What is America's best loved novel? South Dakota Public Broadcasting and PBS bring you The Great American Read. The choices have been narrowed down to a list of 100 fiction books, and you can find the list and vote for your favorite here. Vote daily and tune in throughout the summer to In The Moment as we discuss books and all their many wonders. 

SDPB's Jackie Hendry took a look at the list to tell us about one of her best loved novels:

You probably know John Green from his 2012 novel The Fault in Our Stars, which was a phenomenally successful novel turned phenomenally successful movie about teens with cancer who fall in love. Or maybe you’ve heard of him more recently thanks to his latest book Turtles All The Way Down. But neither one of those titles got him a place on the list of 100 we have to choose from on The Great American Read. Instead, I’m delighted to see Green’s very first novel receive some much-deserved positive attention: 2005’s Looking for Alaska.

The story centers around Miles Halter, a teenager obsessed with famous people’s last words.
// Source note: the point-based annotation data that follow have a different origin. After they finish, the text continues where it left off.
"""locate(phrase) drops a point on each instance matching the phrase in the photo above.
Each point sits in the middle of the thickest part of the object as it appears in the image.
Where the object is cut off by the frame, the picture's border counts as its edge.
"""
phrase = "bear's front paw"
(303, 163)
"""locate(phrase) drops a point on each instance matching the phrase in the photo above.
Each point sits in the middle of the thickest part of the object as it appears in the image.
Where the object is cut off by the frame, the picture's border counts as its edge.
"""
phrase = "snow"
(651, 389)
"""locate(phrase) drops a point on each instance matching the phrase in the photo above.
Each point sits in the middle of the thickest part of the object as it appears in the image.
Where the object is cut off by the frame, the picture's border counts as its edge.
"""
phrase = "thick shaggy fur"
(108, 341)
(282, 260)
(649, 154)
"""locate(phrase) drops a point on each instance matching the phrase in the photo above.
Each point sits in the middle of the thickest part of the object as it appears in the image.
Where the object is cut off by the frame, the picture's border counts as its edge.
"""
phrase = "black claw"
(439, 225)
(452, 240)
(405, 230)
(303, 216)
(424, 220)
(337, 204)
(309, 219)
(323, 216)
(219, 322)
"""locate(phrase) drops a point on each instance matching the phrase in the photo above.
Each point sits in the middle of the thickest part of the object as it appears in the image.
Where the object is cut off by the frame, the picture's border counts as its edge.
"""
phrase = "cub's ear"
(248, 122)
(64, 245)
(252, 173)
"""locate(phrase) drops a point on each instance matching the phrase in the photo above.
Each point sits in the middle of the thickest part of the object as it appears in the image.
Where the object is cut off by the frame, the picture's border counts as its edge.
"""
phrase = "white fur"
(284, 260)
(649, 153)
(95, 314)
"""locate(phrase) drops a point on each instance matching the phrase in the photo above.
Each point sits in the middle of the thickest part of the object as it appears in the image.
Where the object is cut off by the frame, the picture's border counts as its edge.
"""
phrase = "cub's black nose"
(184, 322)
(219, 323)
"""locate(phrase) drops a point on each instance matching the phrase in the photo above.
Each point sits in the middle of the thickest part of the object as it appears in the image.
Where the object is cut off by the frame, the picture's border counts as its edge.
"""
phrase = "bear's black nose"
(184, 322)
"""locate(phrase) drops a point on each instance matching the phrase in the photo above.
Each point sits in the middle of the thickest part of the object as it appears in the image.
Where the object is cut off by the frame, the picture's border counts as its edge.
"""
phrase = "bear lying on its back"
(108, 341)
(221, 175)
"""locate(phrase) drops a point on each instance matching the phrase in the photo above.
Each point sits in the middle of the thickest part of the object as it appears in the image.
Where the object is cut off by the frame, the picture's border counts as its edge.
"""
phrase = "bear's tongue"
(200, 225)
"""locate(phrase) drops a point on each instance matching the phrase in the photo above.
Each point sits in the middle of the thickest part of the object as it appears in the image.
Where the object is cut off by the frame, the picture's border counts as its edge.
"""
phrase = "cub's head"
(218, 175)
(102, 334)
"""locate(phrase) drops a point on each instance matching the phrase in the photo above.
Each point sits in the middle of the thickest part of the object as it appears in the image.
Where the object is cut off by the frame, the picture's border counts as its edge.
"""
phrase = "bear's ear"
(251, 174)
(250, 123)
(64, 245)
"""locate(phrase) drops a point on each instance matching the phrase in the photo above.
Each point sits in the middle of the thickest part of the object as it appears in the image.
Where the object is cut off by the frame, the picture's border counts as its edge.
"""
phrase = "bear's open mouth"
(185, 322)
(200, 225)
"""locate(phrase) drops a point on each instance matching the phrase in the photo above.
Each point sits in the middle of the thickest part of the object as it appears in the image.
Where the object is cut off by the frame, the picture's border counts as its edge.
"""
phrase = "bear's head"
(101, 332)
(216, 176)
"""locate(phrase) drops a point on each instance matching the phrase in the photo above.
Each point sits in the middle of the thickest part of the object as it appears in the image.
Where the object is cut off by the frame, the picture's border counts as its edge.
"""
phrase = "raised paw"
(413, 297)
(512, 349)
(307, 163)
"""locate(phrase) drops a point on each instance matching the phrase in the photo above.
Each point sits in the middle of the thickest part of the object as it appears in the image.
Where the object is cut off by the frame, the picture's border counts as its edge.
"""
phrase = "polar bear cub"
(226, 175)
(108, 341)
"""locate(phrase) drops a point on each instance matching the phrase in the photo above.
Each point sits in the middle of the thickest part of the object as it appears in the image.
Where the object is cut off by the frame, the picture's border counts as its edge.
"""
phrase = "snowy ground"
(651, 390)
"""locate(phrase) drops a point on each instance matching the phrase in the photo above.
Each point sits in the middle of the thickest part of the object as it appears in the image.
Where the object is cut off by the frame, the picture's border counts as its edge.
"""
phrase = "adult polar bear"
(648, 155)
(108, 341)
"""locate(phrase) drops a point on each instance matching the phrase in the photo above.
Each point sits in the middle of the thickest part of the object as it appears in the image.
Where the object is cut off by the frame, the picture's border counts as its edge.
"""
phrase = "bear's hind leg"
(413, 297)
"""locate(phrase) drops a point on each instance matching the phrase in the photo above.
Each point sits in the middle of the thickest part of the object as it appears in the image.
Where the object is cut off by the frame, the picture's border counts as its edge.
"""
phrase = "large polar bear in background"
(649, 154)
When he decides to leave his hometown in Florida for boarding school in Alabama, he cites the French poet Francois Rabelais who’s last words were reportedly, “I go to seek a Great Perhaps.”

When Miles gets to his new school, he makes fast friends with his roommate—affectionately called The Colonel—and falls head over heels in love with a girl named Alaska Young. The novel is mostly teenage snark, pranks, and sneaking drinks after curfew as Miles slowly comes into his own…until something happens.

The book isn’t structured in chapters. Instead, every section has a header. “One hundred and thirty six days before,” and counting down until the crucial event. Then the headers count up, things like “Twenty one days after” as Miles, The Colonel, and the rest of their friends try to make sense out of what’s happened. Green has said the structure was partly inspired by the way he and many others began thinking about the world after 9/11, and how certain events can form clear before and after-markers in our lives. But Looking for Alaska is not a story of such national consequence. In the end, it’s a story about friendship, growth, and the challenge of moving forward after trauma.

I’m happy to see this book receive this level of positive attention, because it’s often been featured on a very different sort of list. Because of the characters’ frequent swearing, smoking and a scene depicting an especially awkward sort of teen foray into sexuality, Looking For Alaska was the top most-challenged book in American schools in 2015. But limiting the book to these elements means missing the forest for the trees, and this story is all about knowing when something is more than just the sum of its parts.

Looking for Alaska deals with a challenge most teens—and adults—will face in their lives: dealing with the aftermath of loss, even and especially when we don’t get the closure we so often wish for. And John Green gives us a story that grapples with that challenge realistically, but still manages to give readers a sense of hope that, in the end, friendship and forgiveness and time can be enough to see us through almost anything.

I’m Jackie Hendry, and one of my favorite novels is Looking for Alaska by John Green.